Practical Implications
- •DuaDeep-SeqAffinity provides a scalable and efficient solution for high-throughput screening of vast sequence libraries, accelerating the therapeutic discovery pipeline by eliminating the reliance on 3D structures.
- •The model can be used for rapid screening of novel antibody repertoires where structural templates are absent, enabling efficient discovery of high-affinity therapeutic leads.
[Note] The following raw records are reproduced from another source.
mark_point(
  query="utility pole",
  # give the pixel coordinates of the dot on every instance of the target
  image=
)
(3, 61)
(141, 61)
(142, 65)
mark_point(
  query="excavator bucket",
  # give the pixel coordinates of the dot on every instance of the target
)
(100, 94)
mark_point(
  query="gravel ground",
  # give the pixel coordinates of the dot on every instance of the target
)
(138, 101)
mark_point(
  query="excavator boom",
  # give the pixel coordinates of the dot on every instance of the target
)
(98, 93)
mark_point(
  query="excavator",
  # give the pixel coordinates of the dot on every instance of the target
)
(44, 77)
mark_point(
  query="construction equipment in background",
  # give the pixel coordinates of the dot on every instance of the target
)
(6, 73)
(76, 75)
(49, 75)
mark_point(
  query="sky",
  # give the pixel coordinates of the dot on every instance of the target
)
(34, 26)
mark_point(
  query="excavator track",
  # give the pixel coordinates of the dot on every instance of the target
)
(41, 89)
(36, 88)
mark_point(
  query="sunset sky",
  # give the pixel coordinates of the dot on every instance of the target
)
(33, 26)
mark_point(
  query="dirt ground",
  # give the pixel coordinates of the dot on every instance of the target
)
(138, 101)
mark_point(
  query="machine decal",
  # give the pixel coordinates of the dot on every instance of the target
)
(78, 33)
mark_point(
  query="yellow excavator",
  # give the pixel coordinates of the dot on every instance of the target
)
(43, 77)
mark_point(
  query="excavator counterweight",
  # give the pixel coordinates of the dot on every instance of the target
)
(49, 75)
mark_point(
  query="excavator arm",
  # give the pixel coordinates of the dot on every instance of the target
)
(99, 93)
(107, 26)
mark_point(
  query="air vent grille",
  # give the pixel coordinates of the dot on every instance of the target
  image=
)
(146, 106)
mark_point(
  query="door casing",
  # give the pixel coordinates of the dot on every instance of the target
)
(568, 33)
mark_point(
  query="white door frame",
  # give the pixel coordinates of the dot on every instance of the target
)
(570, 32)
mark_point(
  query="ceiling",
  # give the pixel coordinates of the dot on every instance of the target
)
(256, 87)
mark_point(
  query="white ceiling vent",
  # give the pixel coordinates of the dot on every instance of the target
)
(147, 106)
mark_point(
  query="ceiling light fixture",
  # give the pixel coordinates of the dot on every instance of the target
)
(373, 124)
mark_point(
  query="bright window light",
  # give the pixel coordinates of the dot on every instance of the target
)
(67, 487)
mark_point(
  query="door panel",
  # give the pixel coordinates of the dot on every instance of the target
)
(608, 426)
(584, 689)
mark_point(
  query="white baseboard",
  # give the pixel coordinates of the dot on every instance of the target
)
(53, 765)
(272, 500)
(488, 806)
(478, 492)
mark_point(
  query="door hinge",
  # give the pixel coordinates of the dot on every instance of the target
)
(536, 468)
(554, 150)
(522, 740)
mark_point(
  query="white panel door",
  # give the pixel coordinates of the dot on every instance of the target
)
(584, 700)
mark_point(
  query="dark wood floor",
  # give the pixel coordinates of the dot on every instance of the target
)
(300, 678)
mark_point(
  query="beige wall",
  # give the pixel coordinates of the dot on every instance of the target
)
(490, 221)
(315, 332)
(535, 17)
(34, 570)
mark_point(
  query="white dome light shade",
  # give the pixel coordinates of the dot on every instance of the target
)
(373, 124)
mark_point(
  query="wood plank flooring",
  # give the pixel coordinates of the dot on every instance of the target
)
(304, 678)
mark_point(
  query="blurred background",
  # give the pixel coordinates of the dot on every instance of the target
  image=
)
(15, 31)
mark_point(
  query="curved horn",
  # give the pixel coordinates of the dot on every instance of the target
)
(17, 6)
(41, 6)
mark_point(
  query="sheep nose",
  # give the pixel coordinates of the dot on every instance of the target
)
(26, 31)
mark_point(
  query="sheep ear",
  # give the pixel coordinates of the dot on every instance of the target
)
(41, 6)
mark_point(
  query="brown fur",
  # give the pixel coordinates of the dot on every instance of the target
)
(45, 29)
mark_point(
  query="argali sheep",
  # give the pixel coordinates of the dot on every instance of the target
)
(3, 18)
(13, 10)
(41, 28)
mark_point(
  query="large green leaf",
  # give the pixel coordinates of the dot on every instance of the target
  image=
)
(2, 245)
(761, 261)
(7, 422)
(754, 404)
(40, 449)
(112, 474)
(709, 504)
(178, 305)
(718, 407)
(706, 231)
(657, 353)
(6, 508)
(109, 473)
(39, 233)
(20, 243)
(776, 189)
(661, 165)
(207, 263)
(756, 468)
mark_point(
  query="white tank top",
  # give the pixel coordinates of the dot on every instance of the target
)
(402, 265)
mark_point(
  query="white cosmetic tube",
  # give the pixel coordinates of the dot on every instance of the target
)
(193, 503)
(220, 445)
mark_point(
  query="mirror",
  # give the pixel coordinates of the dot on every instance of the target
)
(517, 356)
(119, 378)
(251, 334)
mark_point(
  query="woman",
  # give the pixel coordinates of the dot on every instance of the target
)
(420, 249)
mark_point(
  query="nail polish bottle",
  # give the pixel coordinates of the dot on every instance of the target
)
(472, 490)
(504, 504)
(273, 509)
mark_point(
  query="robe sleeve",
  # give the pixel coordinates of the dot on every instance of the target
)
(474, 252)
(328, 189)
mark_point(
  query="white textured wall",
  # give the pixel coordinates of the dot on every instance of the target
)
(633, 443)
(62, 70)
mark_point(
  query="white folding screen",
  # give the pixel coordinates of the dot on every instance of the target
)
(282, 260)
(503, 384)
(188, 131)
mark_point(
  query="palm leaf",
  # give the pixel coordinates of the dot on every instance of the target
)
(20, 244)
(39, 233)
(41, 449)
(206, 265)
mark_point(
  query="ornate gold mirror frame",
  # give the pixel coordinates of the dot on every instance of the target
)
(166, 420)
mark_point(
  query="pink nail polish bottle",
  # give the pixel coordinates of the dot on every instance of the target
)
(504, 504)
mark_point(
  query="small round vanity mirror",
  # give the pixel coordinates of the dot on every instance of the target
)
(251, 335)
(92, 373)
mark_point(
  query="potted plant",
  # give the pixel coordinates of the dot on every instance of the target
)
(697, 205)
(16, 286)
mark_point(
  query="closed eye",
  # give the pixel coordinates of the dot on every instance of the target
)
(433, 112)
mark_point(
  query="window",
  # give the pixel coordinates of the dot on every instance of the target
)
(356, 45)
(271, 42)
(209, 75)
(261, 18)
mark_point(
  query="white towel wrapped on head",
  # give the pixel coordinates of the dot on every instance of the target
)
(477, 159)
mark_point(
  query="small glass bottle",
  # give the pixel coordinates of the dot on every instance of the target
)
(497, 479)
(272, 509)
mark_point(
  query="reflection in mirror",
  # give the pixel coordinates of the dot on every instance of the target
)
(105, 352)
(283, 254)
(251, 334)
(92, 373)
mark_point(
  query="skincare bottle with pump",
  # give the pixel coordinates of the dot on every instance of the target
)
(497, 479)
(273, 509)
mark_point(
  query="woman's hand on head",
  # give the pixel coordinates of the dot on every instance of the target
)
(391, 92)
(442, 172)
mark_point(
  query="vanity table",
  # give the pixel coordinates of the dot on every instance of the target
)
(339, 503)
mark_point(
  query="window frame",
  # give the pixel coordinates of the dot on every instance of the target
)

- •Researchers in antibody engineering, vaccine design, and personalized immunotherapy can benefit from this tool to predict binding affinity and optimize therapeutic candidates.
- •The framework can be extended to predict other protein-protein interactions by adapting the architecture and training data.
- •Future research can focus on integrating cross-attention mechanisms and ranking-based loss functions to further improve interaction modeling and incorporating residue-level interaction maps for enhanced model explainability.